La spiaggia era immersa nell'oscurità, affetta da una fastidiosa umidità che incollava la sabbia ai piedi e impregnava i vestiti; ma mai, mai, Agnese l'aveva vista più bella. La luna si rifletteva in una lunga scia di luce bianca sull'acqua, il cielo era pieno di stelle. L'aveva vista all'alba, al tramonto e in tutte le sue fasi intermedie, ma di notte acquistava una magia che nessun altro momento del giorno le conferiva.
«Hai mai fatto il bagno di mezzanotte?» domandò sottovoce, quasi timorosa di rompere l'atmosfera incantata in cui erano immersi.
Quella domanda colse impreparato Leonardo, che fece una smorfia e ridacchiò con auto-ironia: «No, non so nuotare».
La ragazza sgranò gli occhi. «Oh» commentò solamente, incredula. Era così legata a quell'ambiente che a volte dimenticava che non tutti erano cresciuti sguazzando in mare.

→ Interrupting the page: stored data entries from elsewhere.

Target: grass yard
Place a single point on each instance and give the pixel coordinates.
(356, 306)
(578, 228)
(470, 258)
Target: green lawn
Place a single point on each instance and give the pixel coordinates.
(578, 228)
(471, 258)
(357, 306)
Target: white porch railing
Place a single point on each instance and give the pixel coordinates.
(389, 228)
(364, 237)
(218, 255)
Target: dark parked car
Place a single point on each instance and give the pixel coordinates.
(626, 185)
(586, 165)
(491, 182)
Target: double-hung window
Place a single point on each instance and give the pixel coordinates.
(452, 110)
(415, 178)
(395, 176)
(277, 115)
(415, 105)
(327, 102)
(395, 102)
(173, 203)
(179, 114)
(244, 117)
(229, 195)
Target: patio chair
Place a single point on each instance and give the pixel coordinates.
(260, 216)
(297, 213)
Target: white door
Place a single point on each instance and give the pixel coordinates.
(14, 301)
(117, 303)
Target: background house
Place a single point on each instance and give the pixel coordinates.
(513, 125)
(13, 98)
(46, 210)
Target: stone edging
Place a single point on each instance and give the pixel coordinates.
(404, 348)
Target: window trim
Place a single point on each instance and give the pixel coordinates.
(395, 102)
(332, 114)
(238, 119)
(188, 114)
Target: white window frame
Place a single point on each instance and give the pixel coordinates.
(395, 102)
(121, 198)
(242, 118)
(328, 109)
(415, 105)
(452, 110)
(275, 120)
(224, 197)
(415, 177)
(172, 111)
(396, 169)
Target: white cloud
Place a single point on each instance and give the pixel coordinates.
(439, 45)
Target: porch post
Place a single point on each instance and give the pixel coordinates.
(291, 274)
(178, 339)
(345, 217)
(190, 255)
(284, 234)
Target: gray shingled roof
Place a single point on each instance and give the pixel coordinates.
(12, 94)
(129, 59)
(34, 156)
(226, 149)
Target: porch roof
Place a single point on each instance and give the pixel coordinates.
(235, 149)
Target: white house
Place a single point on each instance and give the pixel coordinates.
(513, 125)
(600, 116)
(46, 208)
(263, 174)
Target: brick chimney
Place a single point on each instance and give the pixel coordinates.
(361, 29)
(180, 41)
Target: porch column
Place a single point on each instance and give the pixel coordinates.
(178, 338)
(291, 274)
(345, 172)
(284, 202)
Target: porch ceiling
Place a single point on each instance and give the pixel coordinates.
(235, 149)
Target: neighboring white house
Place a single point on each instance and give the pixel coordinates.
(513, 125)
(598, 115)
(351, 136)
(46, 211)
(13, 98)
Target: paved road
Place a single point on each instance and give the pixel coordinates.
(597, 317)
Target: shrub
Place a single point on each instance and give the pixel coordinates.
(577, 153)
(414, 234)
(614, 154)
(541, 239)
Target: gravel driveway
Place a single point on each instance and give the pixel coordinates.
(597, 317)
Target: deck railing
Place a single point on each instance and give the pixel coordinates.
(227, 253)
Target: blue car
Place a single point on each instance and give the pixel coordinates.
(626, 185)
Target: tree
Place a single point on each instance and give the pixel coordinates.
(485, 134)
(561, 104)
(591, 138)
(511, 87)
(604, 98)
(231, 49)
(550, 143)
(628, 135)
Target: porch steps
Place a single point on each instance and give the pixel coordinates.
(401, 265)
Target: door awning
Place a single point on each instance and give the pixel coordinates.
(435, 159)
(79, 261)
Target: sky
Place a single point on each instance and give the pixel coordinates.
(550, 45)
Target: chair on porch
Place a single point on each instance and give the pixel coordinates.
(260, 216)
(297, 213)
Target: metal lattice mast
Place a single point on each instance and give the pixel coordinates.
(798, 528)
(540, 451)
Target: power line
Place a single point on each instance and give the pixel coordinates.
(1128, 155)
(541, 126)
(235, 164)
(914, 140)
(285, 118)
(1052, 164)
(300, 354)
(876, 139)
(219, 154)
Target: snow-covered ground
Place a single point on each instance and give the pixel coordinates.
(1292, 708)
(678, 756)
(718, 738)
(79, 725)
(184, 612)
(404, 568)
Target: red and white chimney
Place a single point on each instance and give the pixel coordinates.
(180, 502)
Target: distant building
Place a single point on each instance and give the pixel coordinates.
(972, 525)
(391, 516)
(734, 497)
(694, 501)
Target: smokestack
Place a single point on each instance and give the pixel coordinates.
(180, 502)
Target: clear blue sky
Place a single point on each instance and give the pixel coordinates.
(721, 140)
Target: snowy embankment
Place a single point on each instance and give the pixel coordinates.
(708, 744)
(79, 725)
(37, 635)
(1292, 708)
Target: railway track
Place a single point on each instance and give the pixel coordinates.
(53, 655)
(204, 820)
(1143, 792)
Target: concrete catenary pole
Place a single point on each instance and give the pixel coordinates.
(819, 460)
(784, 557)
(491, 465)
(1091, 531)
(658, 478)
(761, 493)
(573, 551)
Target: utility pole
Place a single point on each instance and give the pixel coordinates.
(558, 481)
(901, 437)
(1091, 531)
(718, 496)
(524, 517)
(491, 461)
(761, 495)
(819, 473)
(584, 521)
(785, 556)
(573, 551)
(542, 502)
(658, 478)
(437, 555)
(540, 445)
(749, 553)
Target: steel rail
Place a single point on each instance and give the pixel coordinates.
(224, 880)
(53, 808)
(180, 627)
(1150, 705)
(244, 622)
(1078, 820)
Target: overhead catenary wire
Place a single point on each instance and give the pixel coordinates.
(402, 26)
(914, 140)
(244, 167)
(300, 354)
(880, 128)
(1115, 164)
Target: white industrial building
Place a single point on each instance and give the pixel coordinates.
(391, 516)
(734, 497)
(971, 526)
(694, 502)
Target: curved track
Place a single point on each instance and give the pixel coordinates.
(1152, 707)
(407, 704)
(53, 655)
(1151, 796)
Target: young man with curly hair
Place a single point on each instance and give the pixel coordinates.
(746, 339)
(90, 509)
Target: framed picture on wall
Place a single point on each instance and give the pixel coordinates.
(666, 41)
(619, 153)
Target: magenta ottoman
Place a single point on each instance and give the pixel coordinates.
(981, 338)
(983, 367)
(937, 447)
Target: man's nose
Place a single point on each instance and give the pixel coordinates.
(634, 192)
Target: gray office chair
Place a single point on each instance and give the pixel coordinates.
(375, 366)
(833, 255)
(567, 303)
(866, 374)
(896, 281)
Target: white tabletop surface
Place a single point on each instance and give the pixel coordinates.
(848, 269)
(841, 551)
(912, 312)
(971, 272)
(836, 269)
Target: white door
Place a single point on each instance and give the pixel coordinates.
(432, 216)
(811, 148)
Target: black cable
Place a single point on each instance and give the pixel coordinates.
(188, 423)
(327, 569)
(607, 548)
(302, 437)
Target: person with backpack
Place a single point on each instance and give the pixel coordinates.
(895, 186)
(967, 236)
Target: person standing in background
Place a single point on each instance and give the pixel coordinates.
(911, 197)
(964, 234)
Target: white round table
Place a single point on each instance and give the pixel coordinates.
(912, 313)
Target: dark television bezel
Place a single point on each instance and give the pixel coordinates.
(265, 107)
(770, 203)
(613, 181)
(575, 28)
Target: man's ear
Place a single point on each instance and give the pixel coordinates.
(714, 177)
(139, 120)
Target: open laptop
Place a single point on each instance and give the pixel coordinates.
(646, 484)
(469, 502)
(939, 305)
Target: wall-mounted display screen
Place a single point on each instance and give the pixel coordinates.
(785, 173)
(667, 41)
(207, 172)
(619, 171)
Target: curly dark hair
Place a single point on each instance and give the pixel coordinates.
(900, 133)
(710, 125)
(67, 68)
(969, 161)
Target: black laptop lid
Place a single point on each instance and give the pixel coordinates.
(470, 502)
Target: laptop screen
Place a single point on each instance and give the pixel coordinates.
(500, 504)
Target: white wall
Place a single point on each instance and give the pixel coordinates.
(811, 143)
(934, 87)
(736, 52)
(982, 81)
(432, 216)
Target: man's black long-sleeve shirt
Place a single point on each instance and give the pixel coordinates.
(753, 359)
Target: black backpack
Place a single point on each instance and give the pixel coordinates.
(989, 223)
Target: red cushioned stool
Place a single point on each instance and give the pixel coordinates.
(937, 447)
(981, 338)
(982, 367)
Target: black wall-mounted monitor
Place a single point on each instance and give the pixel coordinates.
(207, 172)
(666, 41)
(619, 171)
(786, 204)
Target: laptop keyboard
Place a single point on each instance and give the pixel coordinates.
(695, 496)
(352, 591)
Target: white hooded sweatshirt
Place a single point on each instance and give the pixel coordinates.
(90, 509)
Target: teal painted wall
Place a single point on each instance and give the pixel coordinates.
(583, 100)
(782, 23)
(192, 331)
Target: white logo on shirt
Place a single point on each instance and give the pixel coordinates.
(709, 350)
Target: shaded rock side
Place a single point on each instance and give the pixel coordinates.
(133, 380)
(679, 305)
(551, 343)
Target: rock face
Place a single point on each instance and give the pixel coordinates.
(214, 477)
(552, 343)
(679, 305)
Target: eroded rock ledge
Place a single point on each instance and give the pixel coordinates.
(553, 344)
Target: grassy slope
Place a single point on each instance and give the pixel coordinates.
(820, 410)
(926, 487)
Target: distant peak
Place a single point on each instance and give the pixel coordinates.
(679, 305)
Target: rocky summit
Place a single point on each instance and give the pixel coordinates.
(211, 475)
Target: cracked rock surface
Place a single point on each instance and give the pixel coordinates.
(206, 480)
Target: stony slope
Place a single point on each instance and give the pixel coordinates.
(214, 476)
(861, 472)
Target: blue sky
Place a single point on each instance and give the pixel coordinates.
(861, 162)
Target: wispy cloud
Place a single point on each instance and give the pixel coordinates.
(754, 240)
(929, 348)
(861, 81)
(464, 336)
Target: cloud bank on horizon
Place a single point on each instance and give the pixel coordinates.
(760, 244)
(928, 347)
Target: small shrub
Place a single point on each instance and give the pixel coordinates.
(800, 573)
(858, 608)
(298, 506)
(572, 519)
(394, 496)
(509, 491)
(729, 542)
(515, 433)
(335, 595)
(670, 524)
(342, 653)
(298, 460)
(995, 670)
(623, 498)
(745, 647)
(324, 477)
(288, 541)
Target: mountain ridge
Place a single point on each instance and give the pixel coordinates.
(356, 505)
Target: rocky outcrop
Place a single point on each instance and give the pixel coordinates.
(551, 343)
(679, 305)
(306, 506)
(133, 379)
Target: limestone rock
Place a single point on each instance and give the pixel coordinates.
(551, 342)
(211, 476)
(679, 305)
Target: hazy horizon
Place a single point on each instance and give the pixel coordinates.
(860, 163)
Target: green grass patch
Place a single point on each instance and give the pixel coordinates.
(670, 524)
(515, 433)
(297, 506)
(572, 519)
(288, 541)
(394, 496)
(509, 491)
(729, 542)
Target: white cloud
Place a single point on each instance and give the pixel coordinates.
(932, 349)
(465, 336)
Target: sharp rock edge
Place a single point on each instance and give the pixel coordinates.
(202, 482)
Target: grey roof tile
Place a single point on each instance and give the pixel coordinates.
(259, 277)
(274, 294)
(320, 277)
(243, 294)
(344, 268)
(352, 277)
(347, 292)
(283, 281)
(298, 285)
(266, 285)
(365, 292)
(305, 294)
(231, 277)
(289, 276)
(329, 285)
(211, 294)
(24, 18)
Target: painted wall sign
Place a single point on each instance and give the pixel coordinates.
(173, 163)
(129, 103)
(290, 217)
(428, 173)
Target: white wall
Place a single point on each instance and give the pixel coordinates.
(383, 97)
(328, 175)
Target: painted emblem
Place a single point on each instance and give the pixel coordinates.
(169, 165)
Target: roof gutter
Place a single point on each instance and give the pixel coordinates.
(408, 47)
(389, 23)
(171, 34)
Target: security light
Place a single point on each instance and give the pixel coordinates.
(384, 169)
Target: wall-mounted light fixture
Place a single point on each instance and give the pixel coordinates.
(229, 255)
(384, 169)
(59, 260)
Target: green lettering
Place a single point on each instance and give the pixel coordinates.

L'idea, oltre tutto, la lasciava interdetta: «Non hai mai nuotato» realizzò, in tono leggermente più acuto di prima.
Quello stupore causò un nuovo spontaneo moto ilare in Leonardo. «No, mai» le diede conferma. «Di solito non entro nemmeno in acqua, non mi piace».
Non gli piaceva! Agnese sgranò gli occhi e gli rivolse un'occhiata scandalizzata. «Come fa a non piacerti?!»
A quella specie di accusa Leonardo rispose scrollando le spalle e ridacchiando nervosamente.
«C'è sempre una prima volta» mormorò più a se stesso che ad Agnese, che nonostante fosse stato solo un sussurro colse alla perfezione quello che aveva detto il ragazzo.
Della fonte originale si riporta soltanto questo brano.